M. Jean-Pierre Door a relevé, dans mon propos, une hésitation sur le thème de la fraude. Le problème du régime des intermittents ne se résume pas à une question de fraude. En revanche, il faut lutter contre le travail illégal ou dissimulé dans certains secteurs, dans lesquels il est devenu une « culture » à laquelle tout le monde participe en raison de l'intérêt que chacun y trouve. On constate en effet une forme d'alliance objective entre le salarié et l'employeur : le premier perçoit ainsi des revenus plus importants et le second y gagne également. Mais il s'agit en réalité d'un calcul à court terme qui spolie le salarié. Je souhaite parvenir, dans ces secteurs, par des explications adressées à tout le monde, à un changement profond de culture.

J'en viens à la remarque de M. François de Mazières qui invite à limiter les entrées dans le régime de l'intermittence du spectacle. Je ne partage pas son opinion.
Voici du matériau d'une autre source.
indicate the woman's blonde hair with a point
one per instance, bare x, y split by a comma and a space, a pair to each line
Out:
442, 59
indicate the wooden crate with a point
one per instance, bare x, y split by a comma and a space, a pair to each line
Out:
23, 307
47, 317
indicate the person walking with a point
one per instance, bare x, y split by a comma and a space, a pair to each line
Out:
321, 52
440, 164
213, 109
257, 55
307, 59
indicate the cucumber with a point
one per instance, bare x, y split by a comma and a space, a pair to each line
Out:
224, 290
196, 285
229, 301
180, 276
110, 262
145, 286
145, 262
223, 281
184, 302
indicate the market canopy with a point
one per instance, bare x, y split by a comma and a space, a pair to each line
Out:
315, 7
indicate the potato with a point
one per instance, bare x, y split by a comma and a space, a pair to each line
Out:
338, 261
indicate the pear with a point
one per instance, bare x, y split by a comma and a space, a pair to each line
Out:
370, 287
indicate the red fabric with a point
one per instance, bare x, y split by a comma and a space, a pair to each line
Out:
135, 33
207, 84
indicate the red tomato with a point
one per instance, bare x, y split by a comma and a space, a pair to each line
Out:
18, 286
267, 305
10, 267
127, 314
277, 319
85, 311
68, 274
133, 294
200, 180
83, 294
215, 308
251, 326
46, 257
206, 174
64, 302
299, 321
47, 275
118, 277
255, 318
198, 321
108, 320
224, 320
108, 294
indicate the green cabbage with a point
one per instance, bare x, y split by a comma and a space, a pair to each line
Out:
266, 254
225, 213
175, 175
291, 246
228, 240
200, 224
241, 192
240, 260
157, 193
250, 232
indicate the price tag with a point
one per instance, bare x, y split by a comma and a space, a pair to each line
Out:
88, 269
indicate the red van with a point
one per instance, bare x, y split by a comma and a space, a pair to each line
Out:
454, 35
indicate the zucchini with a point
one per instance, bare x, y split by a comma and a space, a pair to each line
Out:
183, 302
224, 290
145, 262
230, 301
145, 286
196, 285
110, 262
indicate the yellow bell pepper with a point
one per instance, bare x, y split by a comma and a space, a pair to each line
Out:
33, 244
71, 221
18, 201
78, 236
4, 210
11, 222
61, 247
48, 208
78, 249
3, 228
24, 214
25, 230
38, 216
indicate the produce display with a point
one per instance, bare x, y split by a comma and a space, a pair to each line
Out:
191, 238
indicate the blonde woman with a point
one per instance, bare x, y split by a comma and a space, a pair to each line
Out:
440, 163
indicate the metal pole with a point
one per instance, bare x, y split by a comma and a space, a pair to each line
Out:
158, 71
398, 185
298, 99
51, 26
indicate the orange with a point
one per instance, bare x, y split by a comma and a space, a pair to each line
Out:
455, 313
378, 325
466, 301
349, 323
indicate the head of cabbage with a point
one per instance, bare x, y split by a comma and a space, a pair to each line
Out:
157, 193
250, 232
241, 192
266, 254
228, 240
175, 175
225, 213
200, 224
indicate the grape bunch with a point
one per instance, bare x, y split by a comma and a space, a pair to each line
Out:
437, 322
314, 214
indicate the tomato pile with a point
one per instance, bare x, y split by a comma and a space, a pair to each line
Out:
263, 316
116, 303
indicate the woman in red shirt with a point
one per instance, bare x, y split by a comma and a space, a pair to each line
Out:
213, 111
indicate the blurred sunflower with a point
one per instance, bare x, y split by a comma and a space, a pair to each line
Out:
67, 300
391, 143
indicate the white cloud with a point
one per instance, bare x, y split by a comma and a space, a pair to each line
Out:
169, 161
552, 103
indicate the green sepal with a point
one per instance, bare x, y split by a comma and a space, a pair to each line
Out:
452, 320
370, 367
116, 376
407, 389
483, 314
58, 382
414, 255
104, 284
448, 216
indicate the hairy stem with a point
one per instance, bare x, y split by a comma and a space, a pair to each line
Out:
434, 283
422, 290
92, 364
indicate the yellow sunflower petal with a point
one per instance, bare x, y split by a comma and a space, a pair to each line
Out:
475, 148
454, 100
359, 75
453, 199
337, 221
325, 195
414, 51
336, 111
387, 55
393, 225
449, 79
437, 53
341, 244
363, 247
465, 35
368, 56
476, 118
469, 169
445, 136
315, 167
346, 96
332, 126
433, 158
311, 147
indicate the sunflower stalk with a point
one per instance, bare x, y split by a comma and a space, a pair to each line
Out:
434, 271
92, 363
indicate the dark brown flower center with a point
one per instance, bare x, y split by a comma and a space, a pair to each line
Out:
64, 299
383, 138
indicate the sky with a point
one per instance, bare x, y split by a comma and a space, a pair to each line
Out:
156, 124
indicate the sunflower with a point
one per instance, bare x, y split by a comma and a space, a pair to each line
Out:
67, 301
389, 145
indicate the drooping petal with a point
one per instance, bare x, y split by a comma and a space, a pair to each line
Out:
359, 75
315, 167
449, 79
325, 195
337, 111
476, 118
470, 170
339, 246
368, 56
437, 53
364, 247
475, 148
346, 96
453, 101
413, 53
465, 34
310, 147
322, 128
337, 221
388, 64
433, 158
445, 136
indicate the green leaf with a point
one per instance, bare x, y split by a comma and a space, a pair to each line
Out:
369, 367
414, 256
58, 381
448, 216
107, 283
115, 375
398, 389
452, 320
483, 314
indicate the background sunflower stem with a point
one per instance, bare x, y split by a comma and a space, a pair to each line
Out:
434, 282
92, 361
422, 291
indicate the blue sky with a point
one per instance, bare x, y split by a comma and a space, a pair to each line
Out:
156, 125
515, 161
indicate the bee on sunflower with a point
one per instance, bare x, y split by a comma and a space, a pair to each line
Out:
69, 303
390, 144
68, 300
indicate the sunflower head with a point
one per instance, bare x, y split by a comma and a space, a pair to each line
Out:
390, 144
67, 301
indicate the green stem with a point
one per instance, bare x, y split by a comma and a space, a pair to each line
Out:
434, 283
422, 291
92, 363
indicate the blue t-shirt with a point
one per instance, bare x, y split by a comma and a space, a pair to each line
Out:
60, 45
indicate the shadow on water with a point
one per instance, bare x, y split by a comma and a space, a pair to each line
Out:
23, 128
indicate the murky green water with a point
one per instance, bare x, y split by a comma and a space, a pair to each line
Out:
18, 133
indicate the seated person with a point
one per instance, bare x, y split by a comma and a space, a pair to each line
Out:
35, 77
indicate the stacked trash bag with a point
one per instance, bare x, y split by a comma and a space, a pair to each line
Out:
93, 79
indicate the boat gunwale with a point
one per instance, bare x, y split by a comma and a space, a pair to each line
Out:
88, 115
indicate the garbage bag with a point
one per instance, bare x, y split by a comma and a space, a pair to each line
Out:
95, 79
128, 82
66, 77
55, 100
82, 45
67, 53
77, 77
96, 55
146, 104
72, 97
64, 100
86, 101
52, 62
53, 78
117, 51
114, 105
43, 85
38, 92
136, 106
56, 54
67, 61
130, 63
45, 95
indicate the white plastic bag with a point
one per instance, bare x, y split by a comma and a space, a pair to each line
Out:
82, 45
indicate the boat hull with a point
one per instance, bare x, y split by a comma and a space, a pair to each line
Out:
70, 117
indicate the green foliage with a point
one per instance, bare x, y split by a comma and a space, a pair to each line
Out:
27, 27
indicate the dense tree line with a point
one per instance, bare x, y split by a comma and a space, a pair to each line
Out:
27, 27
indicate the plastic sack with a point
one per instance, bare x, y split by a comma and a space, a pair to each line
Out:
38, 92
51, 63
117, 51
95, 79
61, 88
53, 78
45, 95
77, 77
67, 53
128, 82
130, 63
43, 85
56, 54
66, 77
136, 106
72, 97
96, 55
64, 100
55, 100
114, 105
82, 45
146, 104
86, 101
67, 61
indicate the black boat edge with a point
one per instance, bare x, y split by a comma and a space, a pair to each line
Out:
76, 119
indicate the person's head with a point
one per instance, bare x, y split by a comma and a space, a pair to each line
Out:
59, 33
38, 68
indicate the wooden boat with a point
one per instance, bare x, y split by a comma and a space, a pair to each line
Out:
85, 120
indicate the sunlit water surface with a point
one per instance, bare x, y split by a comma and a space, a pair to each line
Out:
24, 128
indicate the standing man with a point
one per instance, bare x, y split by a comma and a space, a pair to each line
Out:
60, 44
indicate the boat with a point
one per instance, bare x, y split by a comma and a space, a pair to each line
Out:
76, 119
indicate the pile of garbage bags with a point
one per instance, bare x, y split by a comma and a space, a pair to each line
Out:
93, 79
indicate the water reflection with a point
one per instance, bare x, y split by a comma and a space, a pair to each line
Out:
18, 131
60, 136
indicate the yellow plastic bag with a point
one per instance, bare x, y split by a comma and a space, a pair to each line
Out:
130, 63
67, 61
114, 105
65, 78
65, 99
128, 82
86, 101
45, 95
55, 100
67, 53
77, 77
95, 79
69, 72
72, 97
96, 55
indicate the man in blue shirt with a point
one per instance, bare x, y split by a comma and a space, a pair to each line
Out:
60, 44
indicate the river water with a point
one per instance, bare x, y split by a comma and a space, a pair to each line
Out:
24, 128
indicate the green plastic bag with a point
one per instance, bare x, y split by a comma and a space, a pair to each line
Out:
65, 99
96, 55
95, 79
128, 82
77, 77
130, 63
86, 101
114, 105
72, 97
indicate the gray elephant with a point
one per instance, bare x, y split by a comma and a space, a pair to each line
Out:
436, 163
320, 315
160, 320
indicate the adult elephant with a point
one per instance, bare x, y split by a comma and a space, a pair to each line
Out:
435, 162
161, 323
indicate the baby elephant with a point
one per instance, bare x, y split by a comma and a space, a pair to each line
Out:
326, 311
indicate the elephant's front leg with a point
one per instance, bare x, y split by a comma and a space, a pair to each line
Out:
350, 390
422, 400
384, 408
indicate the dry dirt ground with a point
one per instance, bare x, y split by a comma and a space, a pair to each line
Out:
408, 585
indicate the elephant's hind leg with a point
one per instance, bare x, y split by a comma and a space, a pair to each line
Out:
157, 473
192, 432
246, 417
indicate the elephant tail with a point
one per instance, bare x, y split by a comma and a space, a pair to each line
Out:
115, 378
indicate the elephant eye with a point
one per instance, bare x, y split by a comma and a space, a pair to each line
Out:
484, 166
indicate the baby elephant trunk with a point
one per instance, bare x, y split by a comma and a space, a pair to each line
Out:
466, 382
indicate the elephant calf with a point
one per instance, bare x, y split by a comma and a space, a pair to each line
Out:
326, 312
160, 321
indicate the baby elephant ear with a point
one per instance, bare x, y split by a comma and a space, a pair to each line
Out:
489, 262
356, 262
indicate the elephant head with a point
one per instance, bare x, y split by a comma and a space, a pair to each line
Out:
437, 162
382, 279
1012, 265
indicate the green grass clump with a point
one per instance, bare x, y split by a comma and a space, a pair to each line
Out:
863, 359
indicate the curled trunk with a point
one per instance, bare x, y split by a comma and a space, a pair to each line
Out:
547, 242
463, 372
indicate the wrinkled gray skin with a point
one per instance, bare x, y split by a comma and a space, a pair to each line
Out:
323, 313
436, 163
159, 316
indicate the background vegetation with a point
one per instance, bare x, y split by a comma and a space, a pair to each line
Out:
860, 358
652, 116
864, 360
Bien que nous n'ayons pas rédigé un rapport tirant le bilan de la réforme de 2003, je constate que l'intention de l'époque était bien de diminuer les entrées. Mon propos est plutôt de favoriser les sorties « par le haut », pour employer une formule imagée. Il faut inviter les employeurs – et parfois même les salariés – à réfléchir sur leur intérêt à moyen terme, qui est d'aller vers un système d'emplois permanents. Pour résumer ma position, je défends le régime de l'intermittence du spectacle mais je ne souhaite pas qu'il devienne un statut pour ses bénéficiaires. Il faut qu'il y ait des possibilités d'entrée mais aussi de sortie, voire même des incitations à en sortir. De ce point de vue, le rapport, déjà dense, n'est que le point de départ d'une réflexion globale sur le coût des cotisations et sur la manière d'inciter les bénéficiaires du régime à le quitter pour un contrat à durée indéterminé.

Sur les expériences innovantes, le rapport cite des exemples de pluriactivité, en particulier dans le théâtre de rue qui, par une sorte de « boucle », réinvente la notion de compagnies en les installant dans des locaux éphémères, comme cela se fait dans mon département, à Tours. La plupart des membres de ces compagnies sont encore des intermittents mais on voit des permanents prendre en charge l'organisation. Il y a aussi des modèles économiques qui ajoutent au spectacle une part plus commerciale, même si le mot n'est pas très heureux, ou bien des activités d'enseignement, d'intervention ou de restauration, en ouvrant un bar ou un restaurant.

S'agissant des activités d'enseignement, je propose de porter de 55 à 80 heures le nombre d'heures d'enseignement pouvant être prises en compte au titre de l'annexe X, afin de permettre des interventions de deux heures par semaine dans le cadre de la réforme des rythmes scolaires, ce qui n'est pas possible pour le moment.

M. Bernard Perrut m'a interrogé sur la mise en oeuvre des préconisations du rapport. L'essentiel est renvoyé à la négociation entre les partenaires sociaux et le rapport n'avait que l'ambition modeste de poser un diagnostic utile à tous, en ayant le recul nécessaire pour que chacun puisse, dans les négociations à venir, y trouver des arguments et des éléments objectifs.